Des conséquences dramatiques
Les prévisions des industriels sur l’emploi suite à d’éventuelles réductions budgétaires font frémir : « un milliard d’euros de réduction par an sur le budget défense, aboutirait à la suppression dans l’industrie de 12 000 à 18 000 emplois (…) Si ces réductions atteignent 6 milliards sur la période de la LPM, c’est 50 000 emplois qui sont menacés sur 3 ans » précisait Marwan Lahoud d’Airbus, président du GIFAS (Groupement des Industries Françaises Aéronautiques et Spatiales). Ainsi que d’une perte de plus de 40% d’activité pour le tissu PME/ETI, soit la mort de la moitié d’entre elles… « Nos entreprises sont structurantes de filières technologiques et industrielles et toutes réductions menaceraient des milliers de sous-traitants et affaibliraient toute la filière » prévient pour sa part Patrick Boissier, PDG de DCNS. Les conséquences sur les régions seraient catastrophiques, l’activité défense représentant parfois jusqu’à 20% des emplois. « La défense est le troisième secteur industriel en France » indiquait Philippe Burtin, PDG de Nexter « avec des emplois peu délocalisables ».

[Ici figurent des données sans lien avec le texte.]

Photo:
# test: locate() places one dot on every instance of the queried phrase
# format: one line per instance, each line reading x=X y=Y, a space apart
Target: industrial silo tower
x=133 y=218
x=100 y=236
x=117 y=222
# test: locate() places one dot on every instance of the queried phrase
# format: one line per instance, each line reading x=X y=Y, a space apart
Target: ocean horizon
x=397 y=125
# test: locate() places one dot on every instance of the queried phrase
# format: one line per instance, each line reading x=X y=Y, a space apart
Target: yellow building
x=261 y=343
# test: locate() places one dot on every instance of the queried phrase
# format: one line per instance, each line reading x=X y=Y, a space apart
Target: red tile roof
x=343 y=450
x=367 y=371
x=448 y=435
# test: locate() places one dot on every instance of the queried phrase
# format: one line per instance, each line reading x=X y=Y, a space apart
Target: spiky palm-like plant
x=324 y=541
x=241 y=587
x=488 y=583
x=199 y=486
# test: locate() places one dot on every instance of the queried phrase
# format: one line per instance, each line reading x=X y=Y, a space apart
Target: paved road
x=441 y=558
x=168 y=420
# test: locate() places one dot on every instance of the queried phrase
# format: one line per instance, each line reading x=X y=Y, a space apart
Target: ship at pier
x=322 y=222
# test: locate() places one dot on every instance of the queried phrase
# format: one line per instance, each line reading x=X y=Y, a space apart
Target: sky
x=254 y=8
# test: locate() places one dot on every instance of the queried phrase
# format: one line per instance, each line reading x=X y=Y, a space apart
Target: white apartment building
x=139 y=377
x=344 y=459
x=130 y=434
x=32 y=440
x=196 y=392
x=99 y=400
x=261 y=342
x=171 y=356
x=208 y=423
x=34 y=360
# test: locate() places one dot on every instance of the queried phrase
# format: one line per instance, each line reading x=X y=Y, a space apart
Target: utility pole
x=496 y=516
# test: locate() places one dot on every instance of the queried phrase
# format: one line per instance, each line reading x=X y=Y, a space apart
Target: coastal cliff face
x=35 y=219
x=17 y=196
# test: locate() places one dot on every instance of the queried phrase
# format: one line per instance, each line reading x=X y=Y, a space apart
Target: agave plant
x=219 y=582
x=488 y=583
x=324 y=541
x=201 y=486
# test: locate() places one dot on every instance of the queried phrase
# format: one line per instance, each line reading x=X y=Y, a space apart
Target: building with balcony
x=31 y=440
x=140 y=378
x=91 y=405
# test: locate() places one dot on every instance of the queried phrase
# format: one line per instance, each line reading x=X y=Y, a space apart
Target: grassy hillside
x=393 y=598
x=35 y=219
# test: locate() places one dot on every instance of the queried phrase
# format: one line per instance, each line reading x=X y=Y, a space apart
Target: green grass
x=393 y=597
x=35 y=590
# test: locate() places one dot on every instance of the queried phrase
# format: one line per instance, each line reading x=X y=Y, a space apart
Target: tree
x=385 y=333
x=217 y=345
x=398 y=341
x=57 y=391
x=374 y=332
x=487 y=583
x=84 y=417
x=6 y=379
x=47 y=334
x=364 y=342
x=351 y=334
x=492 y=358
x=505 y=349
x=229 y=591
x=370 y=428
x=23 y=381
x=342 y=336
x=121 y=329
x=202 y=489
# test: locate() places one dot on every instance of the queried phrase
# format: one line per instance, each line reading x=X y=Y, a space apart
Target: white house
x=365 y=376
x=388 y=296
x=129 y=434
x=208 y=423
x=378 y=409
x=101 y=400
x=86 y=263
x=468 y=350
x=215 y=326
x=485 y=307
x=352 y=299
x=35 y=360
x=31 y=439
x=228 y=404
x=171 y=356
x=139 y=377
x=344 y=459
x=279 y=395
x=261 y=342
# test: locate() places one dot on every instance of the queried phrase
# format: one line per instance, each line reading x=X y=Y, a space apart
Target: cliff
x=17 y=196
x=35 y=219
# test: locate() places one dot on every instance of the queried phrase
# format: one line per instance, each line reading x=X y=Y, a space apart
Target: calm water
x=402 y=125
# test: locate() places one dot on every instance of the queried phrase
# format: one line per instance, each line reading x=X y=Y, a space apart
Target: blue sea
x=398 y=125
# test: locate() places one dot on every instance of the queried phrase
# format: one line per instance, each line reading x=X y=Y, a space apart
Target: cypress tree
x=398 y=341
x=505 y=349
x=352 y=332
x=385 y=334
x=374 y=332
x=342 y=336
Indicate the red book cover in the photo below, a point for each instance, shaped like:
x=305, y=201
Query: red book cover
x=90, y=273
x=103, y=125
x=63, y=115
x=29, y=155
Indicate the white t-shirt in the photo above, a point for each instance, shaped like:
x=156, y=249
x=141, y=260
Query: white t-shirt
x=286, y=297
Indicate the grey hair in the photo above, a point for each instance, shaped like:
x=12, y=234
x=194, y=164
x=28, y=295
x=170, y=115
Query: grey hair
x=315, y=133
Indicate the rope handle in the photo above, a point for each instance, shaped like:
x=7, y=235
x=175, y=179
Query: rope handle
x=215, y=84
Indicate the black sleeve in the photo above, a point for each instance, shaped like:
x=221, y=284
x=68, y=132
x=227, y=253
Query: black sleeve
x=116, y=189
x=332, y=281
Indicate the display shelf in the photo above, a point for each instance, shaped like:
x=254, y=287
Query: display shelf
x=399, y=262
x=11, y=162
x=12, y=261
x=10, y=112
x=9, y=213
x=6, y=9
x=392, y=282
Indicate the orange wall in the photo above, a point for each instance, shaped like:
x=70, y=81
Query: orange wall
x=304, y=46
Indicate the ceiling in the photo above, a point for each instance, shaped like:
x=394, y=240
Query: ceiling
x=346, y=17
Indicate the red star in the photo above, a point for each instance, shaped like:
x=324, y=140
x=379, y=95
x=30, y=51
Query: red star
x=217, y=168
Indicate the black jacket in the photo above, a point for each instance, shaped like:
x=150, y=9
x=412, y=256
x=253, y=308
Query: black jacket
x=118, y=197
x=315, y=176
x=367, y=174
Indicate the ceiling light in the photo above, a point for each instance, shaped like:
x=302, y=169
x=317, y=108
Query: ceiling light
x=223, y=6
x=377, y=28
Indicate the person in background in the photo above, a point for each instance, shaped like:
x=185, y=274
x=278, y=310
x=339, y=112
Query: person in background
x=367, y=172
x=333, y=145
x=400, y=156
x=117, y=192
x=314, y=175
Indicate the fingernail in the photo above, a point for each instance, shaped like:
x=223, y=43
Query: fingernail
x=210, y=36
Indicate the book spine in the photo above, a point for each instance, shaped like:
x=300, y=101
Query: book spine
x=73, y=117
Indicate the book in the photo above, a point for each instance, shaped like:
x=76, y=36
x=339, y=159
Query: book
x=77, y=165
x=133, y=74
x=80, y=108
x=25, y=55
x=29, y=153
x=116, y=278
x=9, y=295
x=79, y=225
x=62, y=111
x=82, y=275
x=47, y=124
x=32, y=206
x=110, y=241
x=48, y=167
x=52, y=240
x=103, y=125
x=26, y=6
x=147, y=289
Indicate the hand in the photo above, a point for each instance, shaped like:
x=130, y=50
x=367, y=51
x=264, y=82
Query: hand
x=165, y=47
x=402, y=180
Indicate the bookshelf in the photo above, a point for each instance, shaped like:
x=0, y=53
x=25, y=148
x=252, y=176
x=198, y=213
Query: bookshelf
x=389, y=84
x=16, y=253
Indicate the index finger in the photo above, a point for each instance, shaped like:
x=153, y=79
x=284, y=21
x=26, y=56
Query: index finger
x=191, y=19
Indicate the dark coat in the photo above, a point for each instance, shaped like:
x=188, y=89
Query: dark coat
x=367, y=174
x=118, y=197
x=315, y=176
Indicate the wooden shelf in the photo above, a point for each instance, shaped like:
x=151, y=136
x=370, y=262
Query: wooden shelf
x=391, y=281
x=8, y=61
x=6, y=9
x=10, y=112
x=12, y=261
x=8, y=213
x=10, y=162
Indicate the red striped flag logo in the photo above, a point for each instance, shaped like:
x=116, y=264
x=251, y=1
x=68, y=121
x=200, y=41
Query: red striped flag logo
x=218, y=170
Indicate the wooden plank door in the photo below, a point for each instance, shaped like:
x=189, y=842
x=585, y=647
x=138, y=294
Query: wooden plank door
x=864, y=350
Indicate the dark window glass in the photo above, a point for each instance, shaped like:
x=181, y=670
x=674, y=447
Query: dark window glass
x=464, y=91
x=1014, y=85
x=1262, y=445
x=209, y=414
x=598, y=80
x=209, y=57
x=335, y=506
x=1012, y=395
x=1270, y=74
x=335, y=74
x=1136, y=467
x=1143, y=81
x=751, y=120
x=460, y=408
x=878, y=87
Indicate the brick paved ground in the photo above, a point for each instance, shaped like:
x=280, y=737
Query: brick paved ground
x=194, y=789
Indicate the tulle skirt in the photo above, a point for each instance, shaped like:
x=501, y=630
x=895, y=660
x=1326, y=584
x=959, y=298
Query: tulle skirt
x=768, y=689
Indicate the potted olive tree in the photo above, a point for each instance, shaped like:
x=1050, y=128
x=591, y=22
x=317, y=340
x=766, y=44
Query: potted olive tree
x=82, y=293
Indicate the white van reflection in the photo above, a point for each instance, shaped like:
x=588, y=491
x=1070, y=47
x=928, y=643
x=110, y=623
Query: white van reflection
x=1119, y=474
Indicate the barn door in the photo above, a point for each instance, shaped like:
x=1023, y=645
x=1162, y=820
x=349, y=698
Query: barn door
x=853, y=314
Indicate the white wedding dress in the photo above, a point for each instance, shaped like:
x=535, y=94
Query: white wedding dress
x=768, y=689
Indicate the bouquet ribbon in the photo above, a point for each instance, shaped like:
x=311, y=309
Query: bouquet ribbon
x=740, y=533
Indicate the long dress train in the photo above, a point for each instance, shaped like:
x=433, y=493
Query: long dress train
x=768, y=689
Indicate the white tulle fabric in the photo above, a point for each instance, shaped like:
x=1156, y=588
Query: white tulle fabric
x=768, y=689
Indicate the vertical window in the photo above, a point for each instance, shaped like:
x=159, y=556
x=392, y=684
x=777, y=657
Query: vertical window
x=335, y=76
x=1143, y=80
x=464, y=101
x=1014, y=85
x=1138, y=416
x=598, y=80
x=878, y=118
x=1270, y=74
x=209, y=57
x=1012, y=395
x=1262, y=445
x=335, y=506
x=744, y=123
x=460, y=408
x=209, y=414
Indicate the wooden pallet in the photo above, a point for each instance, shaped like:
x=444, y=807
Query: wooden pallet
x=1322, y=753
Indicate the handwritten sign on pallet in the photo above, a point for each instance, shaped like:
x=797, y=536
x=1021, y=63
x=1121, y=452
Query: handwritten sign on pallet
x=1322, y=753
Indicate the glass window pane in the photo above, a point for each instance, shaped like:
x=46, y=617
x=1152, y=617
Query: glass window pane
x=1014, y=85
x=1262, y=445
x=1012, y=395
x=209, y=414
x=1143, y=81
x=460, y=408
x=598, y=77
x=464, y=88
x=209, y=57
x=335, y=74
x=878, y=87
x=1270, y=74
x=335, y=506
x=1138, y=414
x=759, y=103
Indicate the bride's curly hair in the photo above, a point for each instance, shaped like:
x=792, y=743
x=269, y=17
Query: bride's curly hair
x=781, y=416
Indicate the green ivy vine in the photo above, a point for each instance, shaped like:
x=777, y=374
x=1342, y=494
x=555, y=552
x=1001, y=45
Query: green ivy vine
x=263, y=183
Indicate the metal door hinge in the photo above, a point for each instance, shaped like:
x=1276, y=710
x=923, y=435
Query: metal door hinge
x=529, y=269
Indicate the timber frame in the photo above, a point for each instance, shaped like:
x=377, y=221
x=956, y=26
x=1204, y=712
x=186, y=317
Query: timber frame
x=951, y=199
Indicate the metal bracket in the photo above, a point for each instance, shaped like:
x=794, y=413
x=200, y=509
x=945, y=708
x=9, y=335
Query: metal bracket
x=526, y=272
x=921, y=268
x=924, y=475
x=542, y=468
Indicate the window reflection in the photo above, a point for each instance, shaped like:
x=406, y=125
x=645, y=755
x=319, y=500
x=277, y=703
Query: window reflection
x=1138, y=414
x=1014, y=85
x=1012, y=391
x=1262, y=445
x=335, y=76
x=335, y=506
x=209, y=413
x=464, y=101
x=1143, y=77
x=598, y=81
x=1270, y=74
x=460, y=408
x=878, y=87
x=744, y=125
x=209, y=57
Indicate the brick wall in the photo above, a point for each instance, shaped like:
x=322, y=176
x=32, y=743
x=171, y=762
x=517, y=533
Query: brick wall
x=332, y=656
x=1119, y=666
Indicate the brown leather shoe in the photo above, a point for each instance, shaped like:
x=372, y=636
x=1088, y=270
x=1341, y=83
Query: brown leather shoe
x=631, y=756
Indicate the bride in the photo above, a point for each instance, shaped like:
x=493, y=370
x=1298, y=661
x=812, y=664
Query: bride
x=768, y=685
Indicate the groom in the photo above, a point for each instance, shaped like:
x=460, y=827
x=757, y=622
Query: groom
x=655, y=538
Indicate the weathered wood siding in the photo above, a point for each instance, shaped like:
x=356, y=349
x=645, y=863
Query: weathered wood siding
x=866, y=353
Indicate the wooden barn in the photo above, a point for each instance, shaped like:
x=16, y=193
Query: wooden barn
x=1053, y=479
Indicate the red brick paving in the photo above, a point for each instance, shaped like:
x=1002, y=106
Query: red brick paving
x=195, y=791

De nombreuses entreprises défense bénéficient d’une activité duale, c’est à dire d’activités à la fois défense et civile (Safran, Thales…). Mais les industriels préviennent : « la défense nourrit l’activité civile, un affaiblissement de l’activité défense la fragiliserait et alors plus rien ne nous retiendra en France. Nous délocaliseront ». D’autant plus que les industriels français réalisent de gros efforts de financement sur la R&D (recherche et développement) avec des investissements sur fonds propres qui atteignent souvent 10% de leurs chiffres d’affaires, alors qu’à l’étranger la moyenne se situe aux alentours de 4%.
L’avenir compromis
Une réduction de l’effort R&D entamerait gravement la préparation de l’avenir. Nous avons tous une industrie fondée sur les programmes nationaux. Or il n’y a pas d’export sans transfert de technologie. Si nous ne pouvons préparer les technologies de demain et que nous vendons celles d’aujourd’hui , c’est du suicide ! La compétitivité technologique est notre seule force à l’export » prévient Patrick Boissier.
D’autant plus qu’ « un euros investi dans la défense c’est un euros gagné à l’export » précise Patrice Caine, DG chez Thales, « et notre force c’est cet équilibre, qui est fragile, entre la France et l’export ».
Ou encore « il n’y a pas d’exemple de pays qui ait une industrie civile mondiale sans industrie de défense » a ajouté Jean-Paul Herteman, PDG de Safran.
Pas besoin de regarder bien loin pour voir les conséquences désastreuses d’un manque d’investissement dans la défense : au Royaume Uni « qui font des acquisition sur étagère, sans investir dans la recherche, la défense britannique a complètement perdue son industrie. Il n’y a aujourd’hui plus d’industriel terrestre britannique » remarque un autre PDG. Très remontés, toucher à la LPM c’est donc pour les industriels appuyés par les parlementaires, le pire des scénarios catastrophes qui s’annonce.
« Par avis de gros temps, on réduit la voilure, la LPM a préservé l’essentiel et nous permet de contrôler le navire. En cas de réduction, le bateau va s’échouer » résume un industriel.